Purpose & Capability
okThe name, description, and included Python/JS files (scanner.py, classifiers, rule engines, package.json) match an agent security-scanner. There are no unrelated required env vars or binaries declared. File list and README/usage instructions align with the stated purpose.
Instruction Scope
concernSKILL.md instructs running scanner.py / agent-scanner to scan skill directories (expected), but a prompt-injection pattern ('ignore-previous-instructions') was detected in SKILL.md.
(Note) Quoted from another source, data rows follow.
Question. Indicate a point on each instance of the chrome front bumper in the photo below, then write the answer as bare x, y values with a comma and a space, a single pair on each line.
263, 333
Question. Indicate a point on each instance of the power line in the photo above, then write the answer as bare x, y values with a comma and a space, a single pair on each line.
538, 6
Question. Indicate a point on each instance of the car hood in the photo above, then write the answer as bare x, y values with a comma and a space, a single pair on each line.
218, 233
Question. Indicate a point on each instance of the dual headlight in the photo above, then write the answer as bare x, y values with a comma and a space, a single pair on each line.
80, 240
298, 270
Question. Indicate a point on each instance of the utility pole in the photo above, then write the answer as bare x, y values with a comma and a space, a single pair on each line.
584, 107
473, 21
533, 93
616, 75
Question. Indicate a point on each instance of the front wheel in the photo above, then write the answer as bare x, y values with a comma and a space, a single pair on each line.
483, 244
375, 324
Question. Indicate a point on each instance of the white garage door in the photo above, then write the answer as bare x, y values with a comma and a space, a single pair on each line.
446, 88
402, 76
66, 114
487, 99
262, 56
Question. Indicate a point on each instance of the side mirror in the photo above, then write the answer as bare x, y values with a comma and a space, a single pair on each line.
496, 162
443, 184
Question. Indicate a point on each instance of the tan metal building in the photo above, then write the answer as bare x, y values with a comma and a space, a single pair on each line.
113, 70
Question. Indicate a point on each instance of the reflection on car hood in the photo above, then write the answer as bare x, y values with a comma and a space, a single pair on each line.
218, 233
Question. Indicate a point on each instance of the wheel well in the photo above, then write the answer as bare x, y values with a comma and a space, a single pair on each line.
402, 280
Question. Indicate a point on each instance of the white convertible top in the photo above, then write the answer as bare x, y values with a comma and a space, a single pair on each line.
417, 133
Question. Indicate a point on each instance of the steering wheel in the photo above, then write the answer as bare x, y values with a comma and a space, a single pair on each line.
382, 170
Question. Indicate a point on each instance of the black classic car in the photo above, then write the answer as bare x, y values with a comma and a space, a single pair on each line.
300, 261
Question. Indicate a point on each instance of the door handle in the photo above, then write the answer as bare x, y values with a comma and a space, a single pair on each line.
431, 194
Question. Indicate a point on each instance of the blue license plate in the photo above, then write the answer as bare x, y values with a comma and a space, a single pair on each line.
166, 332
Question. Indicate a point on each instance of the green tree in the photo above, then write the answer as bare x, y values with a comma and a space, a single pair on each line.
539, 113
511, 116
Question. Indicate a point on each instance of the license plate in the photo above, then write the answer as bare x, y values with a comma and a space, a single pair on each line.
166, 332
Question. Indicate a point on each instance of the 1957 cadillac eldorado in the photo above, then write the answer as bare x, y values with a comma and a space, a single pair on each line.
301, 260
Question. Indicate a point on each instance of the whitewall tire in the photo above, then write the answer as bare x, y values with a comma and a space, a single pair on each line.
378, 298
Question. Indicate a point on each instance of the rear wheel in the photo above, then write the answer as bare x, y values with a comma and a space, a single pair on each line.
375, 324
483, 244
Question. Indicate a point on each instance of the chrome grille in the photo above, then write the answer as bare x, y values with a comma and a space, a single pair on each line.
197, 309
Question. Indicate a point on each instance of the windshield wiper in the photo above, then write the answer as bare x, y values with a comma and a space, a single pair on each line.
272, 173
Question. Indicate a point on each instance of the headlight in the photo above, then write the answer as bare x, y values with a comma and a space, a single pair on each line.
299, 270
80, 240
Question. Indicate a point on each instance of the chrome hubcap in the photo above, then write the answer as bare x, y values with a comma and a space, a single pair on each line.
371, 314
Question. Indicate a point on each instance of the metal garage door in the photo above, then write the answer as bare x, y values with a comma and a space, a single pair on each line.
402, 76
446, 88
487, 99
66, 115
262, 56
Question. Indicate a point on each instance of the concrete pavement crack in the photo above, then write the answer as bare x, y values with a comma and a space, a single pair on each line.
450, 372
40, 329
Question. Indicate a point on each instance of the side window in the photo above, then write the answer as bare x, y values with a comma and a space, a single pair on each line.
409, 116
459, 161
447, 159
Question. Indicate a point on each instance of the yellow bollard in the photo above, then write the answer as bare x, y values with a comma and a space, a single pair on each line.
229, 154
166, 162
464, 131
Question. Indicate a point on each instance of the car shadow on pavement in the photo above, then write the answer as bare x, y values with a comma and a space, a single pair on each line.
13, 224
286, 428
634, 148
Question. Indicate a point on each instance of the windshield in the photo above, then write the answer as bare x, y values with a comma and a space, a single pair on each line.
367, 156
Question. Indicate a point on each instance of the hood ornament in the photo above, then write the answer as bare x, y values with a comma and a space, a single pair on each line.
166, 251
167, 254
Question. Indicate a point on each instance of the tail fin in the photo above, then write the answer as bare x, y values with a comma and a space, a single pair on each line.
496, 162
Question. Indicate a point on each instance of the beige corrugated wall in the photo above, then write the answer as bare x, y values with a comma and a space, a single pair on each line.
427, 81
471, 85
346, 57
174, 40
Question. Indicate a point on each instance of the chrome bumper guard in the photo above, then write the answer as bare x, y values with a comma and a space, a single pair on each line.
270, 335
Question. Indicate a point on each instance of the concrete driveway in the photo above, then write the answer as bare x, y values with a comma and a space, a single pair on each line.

The scanner optionally invokes an LLM (LLMEngine) to re-check CRITICAL findings and extracts YAML 'payload' fields for separate analysis — meaning untrusted content can be passed to an LLM. That combination (embedded injection-like strings + LLM review of file payloads) creates a plausible attack vector to influence LLM-based decisions or outputs.
Install Mechanism
noteRegistry has no formal install spec; the package includes package.json and recommends pip install -r requirements.txt and npm install -g @caidongyun/security-scanner. Declared Python deps are common (pyahocorasick, tqdm). No high-risk downloads or obfuscated installers were found in the provided files, but the repository links in docs point to external Git repositories — verify upstream sources before installing globally.
Credentials
noteThe skill declares no required env vars, but scanner.py will optionally read an LLM API key from env (LLM_API_KEY) if the LLM layer is enabled. The scanner intentionally reads local files (including config files and potential secret locations) as part of its function; this is proportional to a security scanner but means it will touch potentially sensitive data. Do not run it against directories containing secrets unless you trust the code and isolate it.
Persistence & Privilege
okFlags are default: always:false and user-invocable:true. The skill does not request permanent/always-on presence and does not appear to modify other skills or system-wide agent settings in the provided files.